Rhyme announced, “The other thing he’s telling us I already warned you about. He knows evidence. He’s saying, Don’t bother with regular forensic PE. I won’t be leaving any. That’s what he thinks of course. But we’ll find something. You bet we will.” Suddenly Rhyme frowned. “The map! We need the map. Thom!”

The aide blurted, “What map?”

“You know what map I mean.”

Thom sighed. “Not a clue, Lincoln.”

Glancing out the window and speaking half to himself, Rhyme mused, “The railroad underpass, the bootleg tunnels and access doors, the asbestos – those’re all old. He likes historical New York. I want the Randel map.”

“Which is where?”

“The research files for my book. Where else?”

Thom dug through folders and pulled out a photocopy of a long, horizontal map of Manhattan. “This?”

“That, yes!”

It was the Randel Survey, drawn in 1811 for the commissioners of the city to plan out the grid of streets in Manhattan.

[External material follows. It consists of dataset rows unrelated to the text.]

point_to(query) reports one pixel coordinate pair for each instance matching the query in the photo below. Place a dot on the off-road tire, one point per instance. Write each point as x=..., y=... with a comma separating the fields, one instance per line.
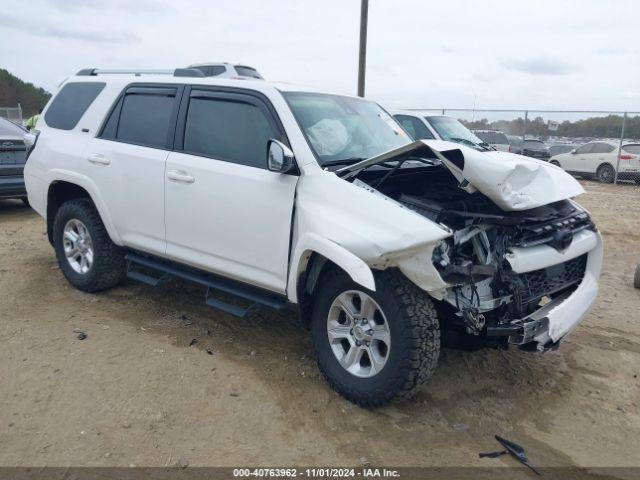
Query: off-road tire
x=606, y=173
x=415, y=338
x=108, y=268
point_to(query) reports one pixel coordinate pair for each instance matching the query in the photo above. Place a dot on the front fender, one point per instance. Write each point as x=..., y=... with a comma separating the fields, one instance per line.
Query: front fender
x=311, y=243
x=61, y=175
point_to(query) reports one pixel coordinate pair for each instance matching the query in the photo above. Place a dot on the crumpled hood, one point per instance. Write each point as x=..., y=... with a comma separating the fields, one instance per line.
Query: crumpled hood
x=511, y=181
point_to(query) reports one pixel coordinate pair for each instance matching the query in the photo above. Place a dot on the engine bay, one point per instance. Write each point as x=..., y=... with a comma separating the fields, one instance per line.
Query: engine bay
x=485, y=293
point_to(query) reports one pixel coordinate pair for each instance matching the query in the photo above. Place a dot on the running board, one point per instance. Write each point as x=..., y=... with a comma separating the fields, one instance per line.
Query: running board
x=214, y=284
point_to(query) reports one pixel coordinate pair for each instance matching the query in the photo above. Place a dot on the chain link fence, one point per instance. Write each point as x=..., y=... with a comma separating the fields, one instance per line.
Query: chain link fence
x=600, y=145
x=13, y=114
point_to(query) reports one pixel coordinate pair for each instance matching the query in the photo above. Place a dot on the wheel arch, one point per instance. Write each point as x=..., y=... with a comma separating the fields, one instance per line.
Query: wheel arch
x=311, y=257
x=63, y=189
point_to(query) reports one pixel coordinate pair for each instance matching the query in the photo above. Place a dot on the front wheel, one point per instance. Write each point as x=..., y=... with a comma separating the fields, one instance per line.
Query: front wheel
x=88, y=258
x=372, y=347
x=606, y=173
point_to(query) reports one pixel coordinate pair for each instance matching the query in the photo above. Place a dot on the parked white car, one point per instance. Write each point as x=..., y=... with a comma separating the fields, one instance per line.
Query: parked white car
x=495, y=138
x=421, y=126
x=284, y=197
x=598, y=159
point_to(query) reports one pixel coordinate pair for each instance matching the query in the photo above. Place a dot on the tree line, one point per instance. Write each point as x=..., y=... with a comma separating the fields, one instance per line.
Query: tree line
x=601, y=127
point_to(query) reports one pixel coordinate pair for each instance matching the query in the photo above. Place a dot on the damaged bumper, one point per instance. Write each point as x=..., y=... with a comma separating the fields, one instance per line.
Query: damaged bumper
x=545, y=327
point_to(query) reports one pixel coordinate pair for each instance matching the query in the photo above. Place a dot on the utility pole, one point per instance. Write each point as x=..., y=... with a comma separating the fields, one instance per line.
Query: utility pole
x=362, y=56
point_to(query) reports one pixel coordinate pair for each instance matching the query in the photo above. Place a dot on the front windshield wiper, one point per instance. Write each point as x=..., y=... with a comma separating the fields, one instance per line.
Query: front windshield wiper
x=343, y=161
x=465, y=141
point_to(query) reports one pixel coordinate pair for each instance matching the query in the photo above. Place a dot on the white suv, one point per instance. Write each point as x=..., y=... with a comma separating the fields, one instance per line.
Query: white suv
x=280, y=197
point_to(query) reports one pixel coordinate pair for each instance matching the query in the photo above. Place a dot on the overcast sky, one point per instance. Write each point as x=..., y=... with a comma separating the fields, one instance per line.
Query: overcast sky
x=579, y=54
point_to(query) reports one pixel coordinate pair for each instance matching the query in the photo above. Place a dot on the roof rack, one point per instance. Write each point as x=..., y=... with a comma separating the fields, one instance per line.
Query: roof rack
x=177, y=72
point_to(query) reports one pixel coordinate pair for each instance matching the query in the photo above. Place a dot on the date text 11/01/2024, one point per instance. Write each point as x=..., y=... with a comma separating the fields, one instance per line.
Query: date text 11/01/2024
x=316, y=473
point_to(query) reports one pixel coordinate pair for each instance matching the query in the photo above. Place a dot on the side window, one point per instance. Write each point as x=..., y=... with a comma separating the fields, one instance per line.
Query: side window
x=414, y=127
x=585, y=148
x=215, y=70
x=70, y=103
x=228, y=129
x=602, y=148
x=142, y=117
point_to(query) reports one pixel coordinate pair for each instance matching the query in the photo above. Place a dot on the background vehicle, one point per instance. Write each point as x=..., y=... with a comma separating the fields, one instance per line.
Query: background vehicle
x=530, y=147
x=558, y=149
x=495, y=138
x=598, y=159
x=13, y=152
x=378, y=241
x=226, y=70
x=441, y=127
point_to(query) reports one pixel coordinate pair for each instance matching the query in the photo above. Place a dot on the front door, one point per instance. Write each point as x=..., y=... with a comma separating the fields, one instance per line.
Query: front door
x=224, y=211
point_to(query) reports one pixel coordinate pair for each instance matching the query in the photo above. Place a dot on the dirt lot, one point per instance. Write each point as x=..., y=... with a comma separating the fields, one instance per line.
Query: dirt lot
x=135, y=392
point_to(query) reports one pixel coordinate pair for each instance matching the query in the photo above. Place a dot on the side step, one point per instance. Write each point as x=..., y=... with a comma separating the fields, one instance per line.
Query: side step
x=214, y=284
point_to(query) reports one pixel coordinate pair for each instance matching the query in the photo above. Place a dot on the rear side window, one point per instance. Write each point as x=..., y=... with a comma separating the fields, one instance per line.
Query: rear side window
x=414, y=127
x=602, y=148
x=230, y=130
x=247, y=72
x=70, y=104
x=585, y=148
x=633, y=149
x=497, y=138
x=143, y=117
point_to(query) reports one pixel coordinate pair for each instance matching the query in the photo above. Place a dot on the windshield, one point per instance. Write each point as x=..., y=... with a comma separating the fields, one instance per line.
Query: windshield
x=344, y=129
x=452, y=130
x=11, y=129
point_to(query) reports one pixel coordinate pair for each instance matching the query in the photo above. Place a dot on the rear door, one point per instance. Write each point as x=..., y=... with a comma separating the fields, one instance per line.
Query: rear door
x=127, y=162
x=225, y=212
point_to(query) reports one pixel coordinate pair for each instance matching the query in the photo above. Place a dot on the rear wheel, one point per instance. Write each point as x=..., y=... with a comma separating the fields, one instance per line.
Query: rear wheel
x=88, y=258
x=606, y=173
x=372, y=347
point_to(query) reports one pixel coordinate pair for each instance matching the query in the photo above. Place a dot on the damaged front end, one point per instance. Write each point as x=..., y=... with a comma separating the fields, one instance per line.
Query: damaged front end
x=506, y=270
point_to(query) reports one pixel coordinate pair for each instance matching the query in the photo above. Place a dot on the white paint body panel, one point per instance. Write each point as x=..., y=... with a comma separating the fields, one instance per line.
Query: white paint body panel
x=565, y=315
x=233, y=219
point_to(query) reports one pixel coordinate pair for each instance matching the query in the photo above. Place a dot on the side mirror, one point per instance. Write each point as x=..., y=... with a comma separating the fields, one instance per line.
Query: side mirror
x=279, y=157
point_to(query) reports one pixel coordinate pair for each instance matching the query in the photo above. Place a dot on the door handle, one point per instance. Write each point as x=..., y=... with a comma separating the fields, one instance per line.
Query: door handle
x=98, y=159
x=180, y=176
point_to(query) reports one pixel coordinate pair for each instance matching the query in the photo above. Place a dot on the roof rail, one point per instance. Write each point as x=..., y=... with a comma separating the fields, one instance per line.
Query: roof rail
x=178, y=72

The map had been printed horizontally, with Battery Park, south, to the left and Harlem, north, to the right. Laid out this way, the island resembled the body of a dog leaping, its narrow head lifted for an attack.

“Pin it up there. Good.”

As the aide did, Rhyme blurted, “Thom, we’re going to deputize you. Give him a shiny badge or something, Lon.”

“ Lincoln,” he muttered.

“We need you. Come on. Haven’t you always wanted to be Sam Spade or Kojak?”

“Only Judy Garland,” the aide replied.